Потом он пил. Пил долго, стараясь забыть будоражащий аромат кожи, морщинки в уголках прищуренных глаз, вытравить мучительное желание прикоснуться губами к округлым плечам. Залить боль алкоголем. До самых краев — чтобы утонула, захлебнувшись. Швырнул карточку бармену:
— Угостить всех!
Потом был темный провал. Кислый запах рвоты. Дикая головная боль. И холод пистолетного дула у виска. Потянуть за спуск — и прекратить все это. Давай, Маард. Сможешь?

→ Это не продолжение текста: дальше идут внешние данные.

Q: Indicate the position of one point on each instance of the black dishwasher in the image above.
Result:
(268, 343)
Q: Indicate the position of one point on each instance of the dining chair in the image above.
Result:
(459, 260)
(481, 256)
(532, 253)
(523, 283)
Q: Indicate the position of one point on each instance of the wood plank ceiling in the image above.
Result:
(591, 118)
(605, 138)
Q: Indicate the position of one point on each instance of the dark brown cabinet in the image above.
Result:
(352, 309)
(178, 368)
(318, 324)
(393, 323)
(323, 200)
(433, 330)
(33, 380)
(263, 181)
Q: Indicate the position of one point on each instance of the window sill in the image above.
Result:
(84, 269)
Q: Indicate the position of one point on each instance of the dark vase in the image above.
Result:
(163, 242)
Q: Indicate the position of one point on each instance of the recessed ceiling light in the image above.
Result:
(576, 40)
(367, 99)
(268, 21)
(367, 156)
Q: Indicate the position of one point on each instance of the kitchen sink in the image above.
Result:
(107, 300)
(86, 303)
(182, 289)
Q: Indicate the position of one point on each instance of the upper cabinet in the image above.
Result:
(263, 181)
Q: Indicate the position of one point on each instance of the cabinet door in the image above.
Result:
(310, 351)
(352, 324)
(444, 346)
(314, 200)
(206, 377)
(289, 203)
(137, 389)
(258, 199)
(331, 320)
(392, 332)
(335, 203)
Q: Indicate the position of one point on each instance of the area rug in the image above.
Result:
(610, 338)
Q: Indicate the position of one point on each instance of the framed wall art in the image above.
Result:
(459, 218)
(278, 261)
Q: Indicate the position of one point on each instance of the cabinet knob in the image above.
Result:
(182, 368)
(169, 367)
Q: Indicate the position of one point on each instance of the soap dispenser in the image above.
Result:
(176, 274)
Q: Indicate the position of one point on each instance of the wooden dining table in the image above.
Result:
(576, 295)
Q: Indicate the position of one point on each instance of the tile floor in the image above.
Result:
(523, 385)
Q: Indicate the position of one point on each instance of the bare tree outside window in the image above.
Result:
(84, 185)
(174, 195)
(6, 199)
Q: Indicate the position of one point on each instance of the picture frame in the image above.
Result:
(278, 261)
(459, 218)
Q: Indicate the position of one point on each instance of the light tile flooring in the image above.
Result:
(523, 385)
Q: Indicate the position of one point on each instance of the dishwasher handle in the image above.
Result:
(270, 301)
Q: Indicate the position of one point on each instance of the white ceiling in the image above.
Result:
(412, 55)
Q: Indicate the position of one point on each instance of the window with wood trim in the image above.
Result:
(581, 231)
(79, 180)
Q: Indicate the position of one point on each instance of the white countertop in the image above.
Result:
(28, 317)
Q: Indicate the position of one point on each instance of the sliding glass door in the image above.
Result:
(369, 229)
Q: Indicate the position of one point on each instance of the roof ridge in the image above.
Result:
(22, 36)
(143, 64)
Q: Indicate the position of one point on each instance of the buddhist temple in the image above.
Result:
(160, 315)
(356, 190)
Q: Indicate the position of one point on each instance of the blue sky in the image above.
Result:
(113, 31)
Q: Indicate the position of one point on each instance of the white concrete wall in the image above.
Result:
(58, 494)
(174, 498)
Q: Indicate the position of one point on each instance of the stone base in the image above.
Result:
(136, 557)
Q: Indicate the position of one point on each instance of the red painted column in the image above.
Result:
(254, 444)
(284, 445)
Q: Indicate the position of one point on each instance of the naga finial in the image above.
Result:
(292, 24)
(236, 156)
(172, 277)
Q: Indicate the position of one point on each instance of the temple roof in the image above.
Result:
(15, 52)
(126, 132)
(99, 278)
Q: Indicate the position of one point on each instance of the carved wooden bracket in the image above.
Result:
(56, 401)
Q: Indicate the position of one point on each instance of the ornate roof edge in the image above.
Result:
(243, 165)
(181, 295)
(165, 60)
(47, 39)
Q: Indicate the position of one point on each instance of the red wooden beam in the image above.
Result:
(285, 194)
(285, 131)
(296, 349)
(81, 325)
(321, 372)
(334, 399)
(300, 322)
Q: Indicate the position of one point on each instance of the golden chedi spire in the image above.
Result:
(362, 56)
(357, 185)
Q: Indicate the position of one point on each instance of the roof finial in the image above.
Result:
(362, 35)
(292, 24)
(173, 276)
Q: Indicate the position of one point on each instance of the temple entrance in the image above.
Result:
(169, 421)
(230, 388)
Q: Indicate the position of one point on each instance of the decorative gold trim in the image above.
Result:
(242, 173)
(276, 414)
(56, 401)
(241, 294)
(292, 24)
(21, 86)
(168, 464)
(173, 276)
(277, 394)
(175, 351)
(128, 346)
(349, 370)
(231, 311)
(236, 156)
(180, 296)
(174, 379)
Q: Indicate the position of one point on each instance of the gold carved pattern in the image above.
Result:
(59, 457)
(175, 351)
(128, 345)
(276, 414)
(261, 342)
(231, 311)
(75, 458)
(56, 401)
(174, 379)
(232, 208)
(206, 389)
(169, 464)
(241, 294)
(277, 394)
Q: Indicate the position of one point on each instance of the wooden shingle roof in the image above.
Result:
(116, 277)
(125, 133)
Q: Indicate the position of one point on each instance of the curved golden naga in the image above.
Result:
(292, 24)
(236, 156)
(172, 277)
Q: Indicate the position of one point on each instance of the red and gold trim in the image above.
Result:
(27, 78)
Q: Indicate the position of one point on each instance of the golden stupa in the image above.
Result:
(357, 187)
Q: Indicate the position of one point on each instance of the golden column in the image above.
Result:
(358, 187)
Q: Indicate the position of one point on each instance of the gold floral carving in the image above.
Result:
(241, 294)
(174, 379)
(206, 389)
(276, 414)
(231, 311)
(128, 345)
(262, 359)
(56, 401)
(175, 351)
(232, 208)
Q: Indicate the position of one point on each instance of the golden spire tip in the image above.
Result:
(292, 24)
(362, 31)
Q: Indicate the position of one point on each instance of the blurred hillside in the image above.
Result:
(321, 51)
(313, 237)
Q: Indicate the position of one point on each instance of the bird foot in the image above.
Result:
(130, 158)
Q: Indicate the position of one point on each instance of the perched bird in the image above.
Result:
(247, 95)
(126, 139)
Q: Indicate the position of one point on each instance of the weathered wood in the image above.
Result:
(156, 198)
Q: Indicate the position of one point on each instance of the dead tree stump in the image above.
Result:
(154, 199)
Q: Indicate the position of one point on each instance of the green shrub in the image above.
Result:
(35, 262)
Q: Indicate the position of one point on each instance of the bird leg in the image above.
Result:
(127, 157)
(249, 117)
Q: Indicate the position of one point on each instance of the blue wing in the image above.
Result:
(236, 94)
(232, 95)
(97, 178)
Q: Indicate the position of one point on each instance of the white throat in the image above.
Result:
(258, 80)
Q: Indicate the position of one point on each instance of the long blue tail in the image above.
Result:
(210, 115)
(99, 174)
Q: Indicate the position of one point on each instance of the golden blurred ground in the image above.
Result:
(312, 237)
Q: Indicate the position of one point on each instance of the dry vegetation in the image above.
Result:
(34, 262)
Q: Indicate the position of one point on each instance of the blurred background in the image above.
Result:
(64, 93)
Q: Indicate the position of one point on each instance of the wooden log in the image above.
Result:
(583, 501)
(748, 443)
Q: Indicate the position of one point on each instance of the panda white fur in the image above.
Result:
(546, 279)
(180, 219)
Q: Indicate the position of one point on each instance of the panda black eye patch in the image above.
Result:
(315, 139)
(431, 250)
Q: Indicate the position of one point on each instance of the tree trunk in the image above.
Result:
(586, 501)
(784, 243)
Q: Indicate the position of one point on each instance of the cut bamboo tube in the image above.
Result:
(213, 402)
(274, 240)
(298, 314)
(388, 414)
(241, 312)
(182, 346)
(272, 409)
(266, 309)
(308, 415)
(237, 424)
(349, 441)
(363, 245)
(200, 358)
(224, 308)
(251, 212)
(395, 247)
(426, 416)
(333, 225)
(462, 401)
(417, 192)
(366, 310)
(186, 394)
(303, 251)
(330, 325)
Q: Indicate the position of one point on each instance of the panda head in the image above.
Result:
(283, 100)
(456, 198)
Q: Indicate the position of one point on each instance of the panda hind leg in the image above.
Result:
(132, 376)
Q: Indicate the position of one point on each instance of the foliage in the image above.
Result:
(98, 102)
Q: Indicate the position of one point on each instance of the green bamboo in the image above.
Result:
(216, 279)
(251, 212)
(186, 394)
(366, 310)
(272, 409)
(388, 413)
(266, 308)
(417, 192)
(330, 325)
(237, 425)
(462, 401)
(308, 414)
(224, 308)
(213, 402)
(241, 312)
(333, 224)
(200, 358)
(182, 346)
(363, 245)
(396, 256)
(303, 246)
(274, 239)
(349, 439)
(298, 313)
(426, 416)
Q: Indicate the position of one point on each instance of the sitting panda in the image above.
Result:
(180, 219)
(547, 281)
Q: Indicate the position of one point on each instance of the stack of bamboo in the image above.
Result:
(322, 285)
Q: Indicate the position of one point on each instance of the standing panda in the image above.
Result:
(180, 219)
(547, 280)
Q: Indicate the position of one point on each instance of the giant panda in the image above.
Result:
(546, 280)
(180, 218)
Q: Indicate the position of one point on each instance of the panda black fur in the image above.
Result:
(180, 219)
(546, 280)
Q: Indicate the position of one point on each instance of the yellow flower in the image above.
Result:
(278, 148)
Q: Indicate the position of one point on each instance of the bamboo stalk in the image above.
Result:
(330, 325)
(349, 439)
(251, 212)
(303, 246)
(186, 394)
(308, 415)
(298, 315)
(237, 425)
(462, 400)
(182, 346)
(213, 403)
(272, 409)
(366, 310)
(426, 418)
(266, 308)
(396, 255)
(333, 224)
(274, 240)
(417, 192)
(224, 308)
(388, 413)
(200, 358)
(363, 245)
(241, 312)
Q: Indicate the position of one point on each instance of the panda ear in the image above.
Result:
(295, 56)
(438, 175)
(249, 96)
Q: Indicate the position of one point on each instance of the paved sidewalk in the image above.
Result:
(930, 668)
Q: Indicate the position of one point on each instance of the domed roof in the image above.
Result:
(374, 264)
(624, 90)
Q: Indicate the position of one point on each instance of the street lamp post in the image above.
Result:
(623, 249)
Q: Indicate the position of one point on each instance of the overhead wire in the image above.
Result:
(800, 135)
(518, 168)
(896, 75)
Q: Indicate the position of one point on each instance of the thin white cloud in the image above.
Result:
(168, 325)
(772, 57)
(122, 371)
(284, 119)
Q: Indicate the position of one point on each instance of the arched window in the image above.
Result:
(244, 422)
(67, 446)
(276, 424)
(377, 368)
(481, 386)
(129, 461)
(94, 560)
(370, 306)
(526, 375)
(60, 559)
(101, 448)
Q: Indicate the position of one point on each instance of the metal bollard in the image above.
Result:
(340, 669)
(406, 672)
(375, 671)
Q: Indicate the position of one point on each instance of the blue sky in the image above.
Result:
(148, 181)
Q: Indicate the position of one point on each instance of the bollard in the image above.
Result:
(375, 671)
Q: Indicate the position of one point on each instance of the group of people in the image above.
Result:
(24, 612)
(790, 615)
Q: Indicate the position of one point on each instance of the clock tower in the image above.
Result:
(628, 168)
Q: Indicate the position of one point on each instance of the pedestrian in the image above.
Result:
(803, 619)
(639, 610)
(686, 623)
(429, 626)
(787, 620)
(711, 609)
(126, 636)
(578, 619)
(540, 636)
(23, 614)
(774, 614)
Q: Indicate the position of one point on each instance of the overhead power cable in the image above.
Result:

Своевременно вспомнился инструктор и его слова: «Стрелять лучше себе в рот. Так надежнее…»
Вкус металла во рту, привычный запах оружейной смазки. Чуть потянуть и… И никогда не вспомнить ее глаз? Забыть ту ночь? Кто, кроме него, еще вспомнит?
Маард откинулся на спинку стула. Сколько он просидел так, с пистолетом в руке, раскачиваясь взад-вперед? Ему казалось, несколько дней. Потом он спал. Разбудили, вопили над ухом на знакомом языке, который больной мозг отказывался понимать. Заставили встать, погнали куда-то. Джо орал — долго, пока не охрип. Маард слушал и не слышал. Он был подобием куколки, переживающей в коконе свое безвременье. Нет эмоций. Нет мыслей. Нет ничего, только мерное чередование вдоха и выдоха.
А потом туман рассеялся, и началась новая жизнь. Жизнь, в которой он не оставил места двум вещам — сожалению и памяти.